In a subgroup analysis of individual drugs, dabigatran (3 studies;[9,57,64] I2, 36%), and rivaroxaban (5 studies;[10,33,39,41,58] I2, 0%) were associated with a significant increase in risk of GIB, whereas apixaban (8 studies;[28,29,30,38,45,48,49,53,60] I2, 0%) and edoxaban (1 study[27]) were not. The pooled OR of GIB associated with dabigatran use was 1.58 (95% CI, 1.29–1.93) (Figure 2B). Expressed in terms of NNH: per 83 patients treated with dabigatran compared with standard care, 1 additional GIB would occur (95% CI, 59–143). The GIB risk associated with use of rivaroxaban had an OR of 1.48 (95% CI, 1.21–1.82). When adjusting for indication of use (therapeutic vs prophylactic), the risk of rivaroxaban remained significantly higher than that of apixaban (OR, 1.77; 95% CI, 1.32–2.38). Analysis by comparator, adjusted for indication of use, revealed no significant differences between different comparators.

In the sensitivity analysis, we excluded studies that compared nOAC with placebo therapy. No major deviations were seen, except for the risk of GIB during DVT/PE treatment, which reduced and became inconclusive (OR, 1.53; 95% CI, 0.99–2.36). Complete results of this sensitivity analysis are shown in Supplementary Table 8.

Clinically Relevant Bleeding

Because GIB is a substantial component of clinically relevant bleeding, we also included this in our analysis. All 43 trials reported on clinically relevant bleeding. The overall risk of clinically relevant bleeding was significantly higher with the use of nOAC compared with standard care (OR, 1.16; 95% CI, 1.00–1.34). Considerable overall heterogeneity, however, was observed (I2, 83%).

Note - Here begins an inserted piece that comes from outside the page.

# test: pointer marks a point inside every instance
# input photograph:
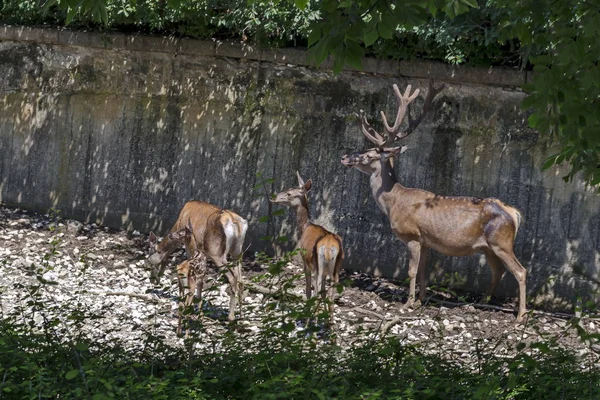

In a subgroup analysis in which different indications for nOAC therapy were considered, we found that patients treated for ACS have an increased risk of bleeding (OR, 2.06; I2, 22%) in contrast to patients receiving thromboprophylaxis during OS (OR, 1.05; I2, 36%). The other indications did not show a significantly increased risk, but this may be hampered by the substantial heterogeneity. Subgroup analysis by individual drug showed a slightly increased risk of rivaroxaban compared with standard care (OR, 1.31; 95% CI, 1.04–1.64), but likewise was marked by heterogeneity (I2, 85%), limiting a solid conclusion on the risk of clinically relevant bleeding (Figure 3 and Supplementary Table 8). The risk of clinically relevant bleeding did not differ by drug when adjusted for indication of use.

Figure 3.

Forrest plot of clinically relevant bleeding summarized by indication and by drug. Data are presented as OR (95% CI) using a random effects model and an I2 test for heterogeneity. ACS, acute coronary syndrome; AF, atrial fibrillation; DVT, deep vein thrombosis; Med ill, medically ill; OS, orthopedic surgery; PE, pulmonary embolism.

In the sensitivity analysis, excluding studies comparing with placebo, the overall clinically relevant bleeding risk was not increased (OR, 0.98; 95% CI, 0.88–1.10; I2, 65%) (Supplementary Table 8).